I cleaned up my drawing table and have a stack of cut-up Panera boxes from a work lunch a while back. (I hate the amount of garbage and waste one lunch can produce.) I’ve decided to assign some parameter or limit to what I’ll create on them. The parameter is there has to be a man and a woman. That’s all. Not having some parameter before is why this stack of blank cardboard has been sitting here so long.
So, make and move on. And don’t think.
This is called “Women Point the Way to the Future.” (Funny how sometimes it’s very clear what the title is. This title was just there in my head when I finished. Most of my pieces have no titles unless I force one onto them.)
I was lucky this spring break: I got to spend some time in Portland, Oregon. On the way there, I had a layover in Los Angeles. Once back in my town, I went to my favorite coffee shop. Although I didn’t do nearly as much drawing as I’d have liked, it was a good break and I have these two sketches from the beginning of the week and the end.

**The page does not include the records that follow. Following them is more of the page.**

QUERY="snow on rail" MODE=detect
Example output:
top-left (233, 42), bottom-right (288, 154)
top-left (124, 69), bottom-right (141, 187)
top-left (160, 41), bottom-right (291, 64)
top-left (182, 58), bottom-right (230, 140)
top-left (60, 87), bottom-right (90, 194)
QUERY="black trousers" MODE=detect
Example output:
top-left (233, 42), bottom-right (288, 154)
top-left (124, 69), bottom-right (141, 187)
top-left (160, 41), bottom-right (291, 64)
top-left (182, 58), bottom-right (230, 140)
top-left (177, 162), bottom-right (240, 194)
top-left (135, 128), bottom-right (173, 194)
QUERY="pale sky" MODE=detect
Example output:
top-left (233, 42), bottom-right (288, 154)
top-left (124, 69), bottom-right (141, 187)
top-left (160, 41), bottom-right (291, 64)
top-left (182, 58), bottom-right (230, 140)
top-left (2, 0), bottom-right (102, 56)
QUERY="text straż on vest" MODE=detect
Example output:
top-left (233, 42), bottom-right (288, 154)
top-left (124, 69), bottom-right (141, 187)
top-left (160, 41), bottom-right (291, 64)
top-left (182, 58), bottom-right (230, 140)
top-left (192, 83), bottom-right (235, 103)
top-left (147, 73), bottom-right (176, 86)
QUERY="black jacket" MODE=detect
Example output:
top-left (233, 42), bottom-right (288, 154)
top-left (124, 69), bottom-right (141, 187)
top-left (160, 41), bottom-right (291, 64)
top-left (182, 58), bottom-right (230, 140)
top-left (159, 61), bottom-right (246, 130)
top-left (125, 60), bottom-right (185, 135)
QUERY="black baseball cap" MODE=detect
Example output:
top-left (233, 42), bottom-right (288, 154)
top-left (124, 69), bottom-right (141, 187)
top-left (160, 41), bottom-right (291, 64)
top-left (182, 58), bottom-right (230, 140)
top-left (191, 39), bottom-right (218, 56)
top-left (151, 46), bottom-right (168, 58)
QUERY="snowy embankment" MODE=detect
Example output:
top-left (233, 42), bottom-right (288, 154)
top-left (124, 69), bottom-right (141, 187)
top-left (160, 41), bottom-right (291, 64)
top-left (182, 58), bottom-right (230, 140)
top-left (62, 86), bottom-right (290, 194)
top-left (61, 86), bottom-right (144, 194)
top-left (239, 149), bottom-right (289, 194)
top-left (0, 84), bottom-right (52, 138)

As always, excuse the poor quality of the image. I take these photos with my imperfect camera in my imperfectly lighted studio.
I would say that I’m about the most non-political person around. I really don’t like spending time on the news and I hate politics and greedy, power-hungry people. But it’s hard to ignore politics these days. My fear and outrage are strong enough that I thought I should do something through art. I didn’t really know what to do, so I just started with an image of a certain public figure that’s been in the news a lot.
I read a book (I forget which) a while ago about de-cluttering your house. The problem of objects with sentimental value was discussed and the author suggested taking a picture of them and then getting rid of them. (The ones you can, anyway.)
I liked the idea of having the picture, and I don’t know if it was my idea or the author’s to write the story of where the object came from and why it was significant, but I decided that that’s what I should do with the things in my house. Well, as good as the idea was, I didn’t do it. Then recently, I had a mini-revelation: I could draw the objects. That way, I get some drawing in and I have something to share with my children about the significance of the objects around us. (I have not gotten rid of any of them!)
I’ve just finished Object #13.
I am still learning and playing with my new Wacom tablet. I’ve been re-watching lynda.com tutorials on Photoshop and playing around in the program so that I can recall how to do the things I’m learning. But oftentimes, I find myself drawn into whatever scribble I’ve begun and it gets more and more layers and more and more elaborate. Here’s the latest:
Working digitally is a bit like those boards that you can erase so easily: a little pen that draws black and you swipe something across it and it disappears. The good thing about it: you’re absolutely care-free —no fear of wasting art materials, no worries about mistakes.
As I’m looking at this piece, I have to admit, I’ve really not analyzed it at all. Does the easy spontaneity overwhelm good judgement? Or will good judgement come later? Honestly, I have no idea if this is “good” or not. At this point, it’s the process I care about, so I guess I’ll just have to trust that skill will come with more and more practice.
My Imagemaking class is finished. Here is one of the assignments from it: a series going from realistic to abstract.
As always, it’s good to take these classes for the sole reason that it makes me do the work. Who doesn’t benefit from a deadline?!